My last post suggested that we learn trading problems in much the same way that we learn market patterns: through implicit learning, accelerated by novelty and emotional impact. One implication of this view is that the problems that affect trading--from performance anxiety to frustration and impulsivity--are not verbally mediated. Because they are the result of repeated negative experiences in markets, they are conditioned responses that occur without prior thought.
The fundamental error that trading coaches make is to assume that, because such problems interfere with trading discipline, they can be solved by imposing stricter discipline. If the anxieties and frustrations that disrupt decision-making are implicitly encoded, however, they cannot be modified by creating more and different trading rules, by talking oneself into discipline, by discussing discipline with coaches, or by establishing trading plans. All of these are conscious, verbal, explicit attempts to deal with phenomena that are not encoded in conscious, verbal, explicit ways.
This is why, for example, talk therapies tend to be relatively ineffective in dealing with post-traumatic stresses. Suppose a soldier has been traumatized in wartime and now finds his work in civilian life disrupted by memories and images from his time on the battlefield. Would he be helped by reviewing and writing down rules for the workplace? Would he be helped by talking to someone who encouraged him to stay disciplined in his work? Would creating plans for greater productivity even begin to touch the problem? Of course not.
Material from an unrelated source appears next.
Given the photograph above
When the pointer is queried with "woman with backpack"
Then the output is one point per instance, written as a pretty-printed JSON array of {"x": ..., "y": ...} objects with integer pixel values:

Psychological problems created by repeated negative emotional experience can only be solved through experiential means. That is why conditioning therapies work so well with traumatic stresses; it's also why anxiety can be dealt with more effectively through relaxation and imagery than through talking about one's fears. About 60 years ago, two psychoanalysts, Alexander and French, challenged Freudian orthodoxy by insisting that change occurs through "corrective emotional experiences", not from intellectual insight. That perspective has greatly shaped the approaches to helping known as brief therapies. Sadly, it has yet to permeate coaching practice with traders.